Monday, February 16, 2009 | 10:00 a.m. CST

Last year I inherited a book which was written by Thelma Allen, a woman who was seeking to preserve her pre-Depression through World War II recipes and memoirs for posterity. This may not mean much to some, but it is an endeavor which I value highly.

I think it is important that when we experience unusual circumstances or encounter uncommon situations that we record them because we never know when someone we know will find themselves caught up in a similar situation. Personally, I have seen it happen time and again. The woman’s intention was to create a historical record of a time and place in history that she believed would one day be forgotten.

And in a real sense we have arrived at that place again. Millions are out of work and thousands have lost their homes. Those of us who are waiting for the last shoe to drop are wondering what we can do to make things better.

The one thing, I think we all have the opportunity to do is to try to bring our families together. That is the most important message I received from my explorations into the past disaster. Whatever the worst is that we have to bear, it can be borne more easily with the love and support of family on hand to help us through.

When I think back into my own childhood memories, I know for sure that the grim realities of my early life, such as grave illnesses and deaths of family members, were easier endured because they were shared heartaches and not carried alone.

In earlier times families did most things together. They could count on each other for help and encouragement. Long before support groups, families were the people you went to for advice.

It seems to me that we are more isolated as individuals than at any other time in my memories. I encounter people every day who are alienated from their families and only see them at Thanksgiving or Christmas and seldom talk to them on the telephone.

Facing unemployment or foreclosure, one can easily become overwhelmingly depressed. Having the support of family can make a real difference in helping one overcome despair.

Developing a survival plan will also go a long way in helping families to adjust to leaner times. I have friends who are already planning gardens for the spring in order to have fresh vegetables that they can freeze or can for the winter. Others have agreed to buy portions of beef and pork from nearby farmers for next year’s meat. Many people are gathering old cookbooks searching for inexpensive foods they can learn to prepare.

As we make plans for the long haul, people should not forget to have a good supply of spiritual nourishment on hand. When down times come to visit, we need to have good books and pleasant attitudes not only to sustain our own well-being but that of our family and friends. Keep a stock of greeting cards in your stationery box or send e-mails to let those you care about know that they are on your mind.
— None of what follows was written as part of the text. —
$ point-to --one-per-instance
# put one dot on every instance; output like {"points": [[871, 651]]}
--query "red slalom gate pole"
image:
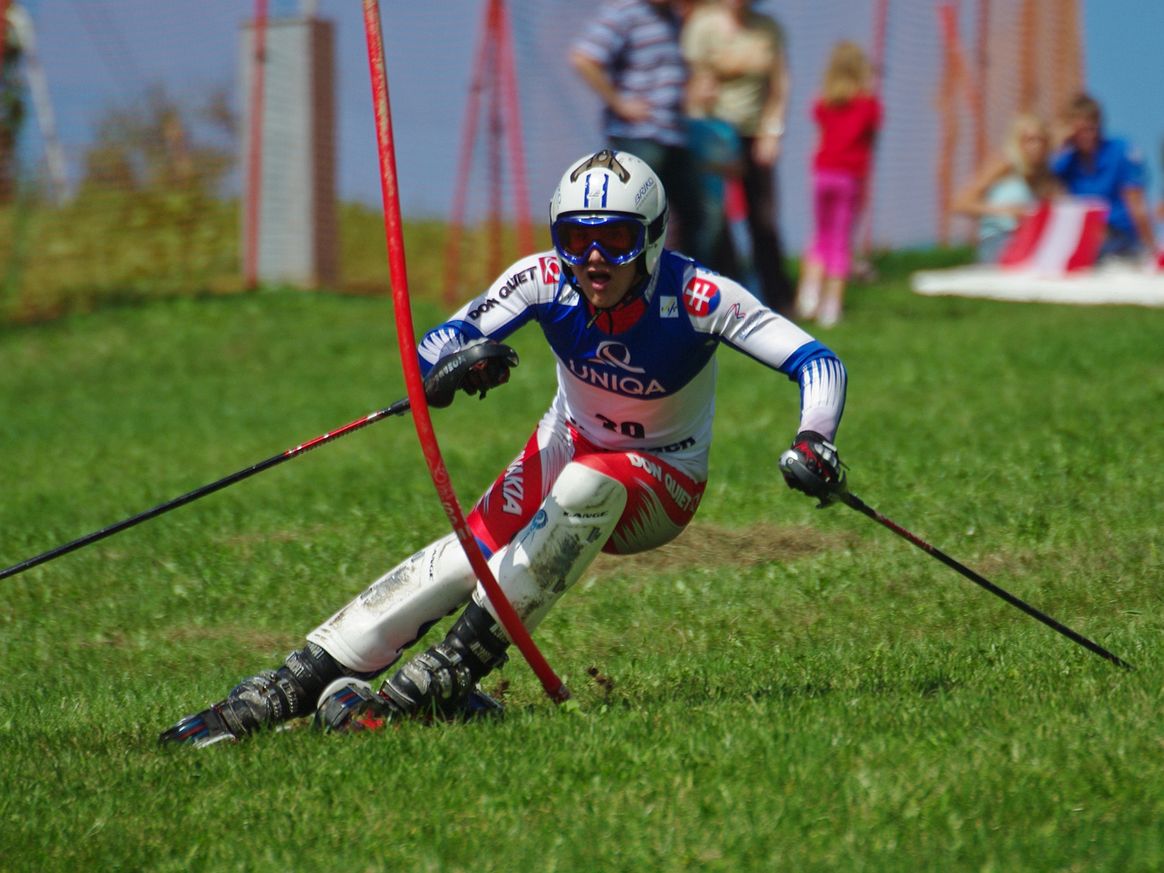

If one happens to live in an area where public schools are amenable to adjusting to changing times, these institutions can be a big help to communities undergoing hard times. Teaching children how to budget their money and contribute to the family’s survival plan is a service that can be extremely beneficial during times of stress.

Some families are also changing their traditions to make time for members to share their concerns. Some are incorporating an evening for the family to come together for a meal,to play games or just enjoy each other’s company. These may sound like simple things, but when people are facing life-changing issues suddenly, having a sympathetic individual to talk to can mean a lot.

Advances in technologies have made many of the things in Mrs. Allen’s memoirs things of the past. Most of the housework that figured into family life of the 1930s has been relieved by inventions such as washing machines and vacuum cleaners. Nothing, however, can replace the love and caring of engaged family members.

Touching bases with times gone by reminds a person of how resilient we can become when things go wrong. People truly can pick themselves up when life has knocked them down. We all need to remember that from time to time.